Several of the teens shifted uncomfortably.

"He doesn't move like a man," Bjarke continued, his expression grim. "He moves like a predator. Like a Timberjack stalking prey. Fluid. Lethal. Controlled. Every strike is deliberate. Every movement born from instinct, not taught drills."

Astrid's fists clenched tighter at her sides.

"But," Bjarke said, and this time his eye sharpened dangerously, "what we saw in the arena... wasn't the full truth."

Murmurs rippled through the crowd.

"I believe," he growled, "he was holding back. Feeding us a weaker version of his style. Incomplete. A performance."

Yrsa's brow furrowed. "Explain."

Bjarke's mouth twisted into something between a sneer and a frown. "There was a moment. When he dropped onto all fours. Low to the ground. Like a beast about to pounce. His body shifted. His eyes sharpened. That—that was the closest glimpse we saw of his real strength."

He paused, letting the words settle like stones.

"When he fought from that position... there was a ferocity I've only ever seen in dragons during a kill. It was instinctual. Natural. But even then—" Bjarke shook his head— "even then... he was restraining himself. His claws moved fast, yes. His strikes were brutal. But his breathing stayed measured. His stance—tight. Ready."

A long silence stretched between them all.

"Which means," Bjarke said, voice dropping lower, "Hiccup's real strength—the true depth of it—remains hidden. He's feeding us just enough to make us think we know what he's capable of. Enough to lure us into underestimating him."

Halvar swore under his breath.

Gothi simply closed her eyes.

Yrsa tapped her cane against the ground once, twice, thinking.

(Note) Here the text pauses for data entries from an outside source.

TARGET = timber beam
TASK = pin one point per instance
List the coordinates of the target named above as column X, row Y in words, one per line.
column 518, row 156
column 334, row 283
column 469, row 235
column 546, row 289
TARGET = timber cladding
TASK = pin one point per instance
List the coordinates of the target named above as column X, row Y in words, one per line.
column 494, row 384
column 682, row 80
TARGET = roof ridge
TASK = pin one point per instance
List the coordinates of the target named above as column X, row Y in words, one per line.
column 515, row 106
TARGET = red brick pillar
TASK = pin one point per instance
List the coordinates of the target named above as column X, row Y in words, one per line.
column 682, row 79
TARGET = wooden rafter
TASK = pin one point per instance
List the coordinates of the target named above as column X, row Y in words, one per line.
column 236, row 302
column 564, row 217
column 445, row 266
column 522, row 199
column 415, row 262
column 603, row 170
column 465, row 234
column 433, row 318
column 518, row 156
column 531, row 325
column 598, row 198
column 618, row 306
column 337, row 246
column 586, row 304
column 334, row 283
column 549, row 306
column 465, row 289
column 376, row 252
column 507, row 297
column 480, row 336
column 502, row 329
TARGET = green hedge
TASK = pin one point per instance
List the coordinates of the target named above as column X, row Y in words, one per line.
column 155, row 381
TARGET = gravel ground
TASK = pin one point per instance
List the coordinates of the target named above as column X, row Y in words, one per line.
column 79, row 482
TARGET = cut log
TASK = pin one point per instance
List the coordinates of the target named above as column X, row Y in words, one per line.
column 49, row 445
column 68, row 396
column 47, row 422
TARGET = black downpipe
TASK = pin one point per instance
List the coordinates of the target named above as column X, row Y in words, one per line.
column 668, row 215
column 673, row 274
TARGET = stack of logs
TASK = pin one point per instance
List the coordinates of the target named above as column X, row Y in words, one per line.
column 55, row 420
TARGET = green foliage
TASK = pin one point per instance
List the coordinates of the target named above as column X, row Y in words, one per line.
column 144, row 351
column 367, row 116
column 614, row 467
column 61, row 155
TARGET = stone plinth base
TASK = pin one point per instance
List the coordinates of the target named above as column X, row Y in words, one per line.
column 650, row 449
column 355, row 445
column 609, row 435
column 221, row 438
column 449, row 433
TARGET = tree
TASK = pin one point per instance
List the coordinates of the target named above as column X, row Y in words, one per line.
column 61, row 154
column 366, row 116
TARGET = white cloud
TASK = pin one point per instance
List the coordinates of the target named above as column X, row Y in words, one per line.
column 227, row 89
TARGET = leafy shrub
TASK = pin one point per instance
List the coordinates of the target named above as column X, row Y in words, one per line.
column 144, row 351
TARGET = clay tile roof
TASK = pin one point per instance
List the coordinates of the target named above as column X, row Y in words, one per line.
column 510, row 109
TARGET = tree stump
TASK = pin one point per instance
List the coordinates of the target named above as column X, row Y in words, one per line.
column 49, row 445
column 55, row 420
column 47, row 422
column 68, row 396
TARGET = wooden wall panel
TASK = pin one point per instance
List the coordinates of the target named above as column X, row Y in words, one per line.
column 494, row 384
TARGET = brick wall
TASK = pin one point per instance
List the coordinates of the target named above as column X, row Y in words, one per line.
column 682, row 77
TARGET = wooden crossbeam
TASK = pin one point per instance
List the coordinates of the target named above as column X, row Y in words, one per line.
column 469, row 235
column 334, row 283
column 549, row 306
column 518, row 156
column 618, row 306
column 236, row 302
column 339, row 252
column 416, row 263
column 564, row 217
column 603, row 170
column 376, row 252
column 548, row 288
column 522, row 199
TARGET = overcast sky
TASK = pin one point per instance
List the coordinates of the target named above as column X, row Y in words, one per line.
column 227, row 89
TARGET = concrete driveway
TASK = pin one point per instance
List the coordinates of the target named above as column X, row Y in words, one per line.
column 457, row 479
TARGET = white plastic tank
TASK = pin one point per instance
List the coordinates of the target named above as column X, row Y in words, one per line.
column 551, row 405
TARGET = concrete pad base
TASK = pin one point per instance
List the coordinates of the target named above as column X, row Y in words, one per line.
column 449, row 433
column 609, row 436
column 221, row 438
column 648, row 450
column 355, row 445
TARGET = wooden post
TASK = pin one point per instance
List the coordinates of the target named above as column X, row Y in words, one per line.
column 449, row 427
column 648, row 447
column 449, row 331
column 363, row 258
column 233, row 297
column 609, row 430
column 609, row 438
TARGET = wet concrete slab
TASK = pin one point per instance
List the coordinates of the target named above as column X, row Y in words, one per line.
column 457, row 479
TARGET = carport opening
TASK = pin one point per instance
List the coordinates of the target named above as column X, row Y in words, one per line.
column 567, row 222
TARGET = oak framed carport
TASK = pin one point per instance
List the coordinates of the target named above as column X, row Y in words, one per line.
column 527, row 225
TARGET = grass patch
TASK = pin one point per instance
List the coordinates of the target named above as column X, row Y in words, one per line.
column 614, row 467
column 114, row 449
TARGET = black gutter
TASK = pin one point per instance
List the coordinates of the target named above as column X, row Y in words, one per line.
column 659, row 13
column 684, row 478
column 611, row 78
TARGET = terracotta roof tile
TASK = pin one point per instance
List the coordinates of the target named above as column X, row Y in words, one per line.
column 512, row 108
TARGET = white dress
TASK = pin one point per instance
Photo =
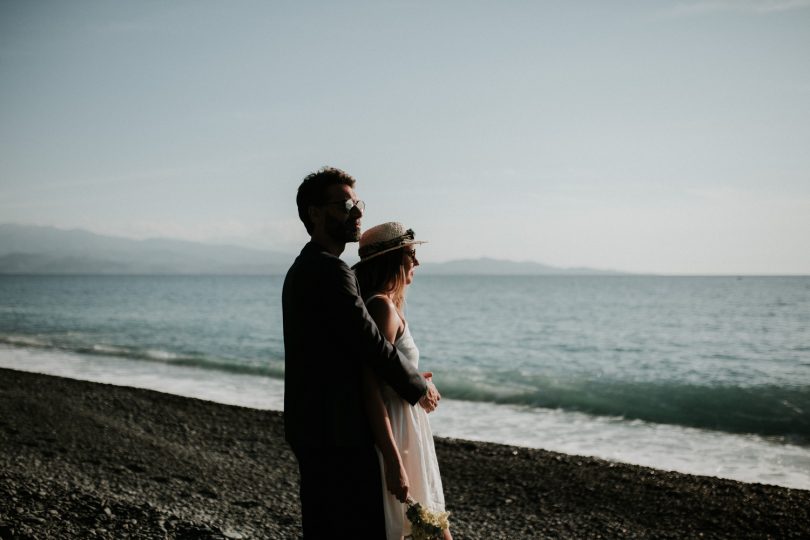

"And if we did move against him?" she asked softly.

Bjarke's single eye gleamed with cold certainty. "If anyone attacks him... or worse, touches what he cares for..." He let the silence hang, heavy and deadly. "He will do exactly what he promised. He will kill. Without hesitation. Without mercy. And none of us—not Stoick, not the best warriors in Berk—will survive the storm he'll unleash."

The words struck like blows.

The teens had no rebuttal.

Neither did the warriors.

Elder Yrsa exhaled slowly, the weight of the future pressing onto her shoulders. Her knuckles whitened around the head of her cane.

"Then hear me well," she said, voice firm and final. "Do not provoke him. Do not threaten him. Do not undermine him. He has no loyalty left for Berk—and if we give him reason, he will not just leave."

Her gaze swept over the room, hard and merciless.

"He will destroy us."

Bjarke gave a small, approving nod. "The boy you knew is gone," he said. "What remains is a creature we made—one we cannot chain."

Yrsa sighed heavily, the lines around her eyes deepening. She tapped her cane once more, the sound echoing like a command.

"This council is dismissed."

The warriors bowed their heads and began to file out silently, the teens following, their footsteps subdued.

At the door, Bjarke paused, his voice rumbling one last time.

"If you want to live... remember this: never corner a dragon."

And with that, the Old Wolf was gone, leaving only silence—and the growing shadow of the storm they had birthed.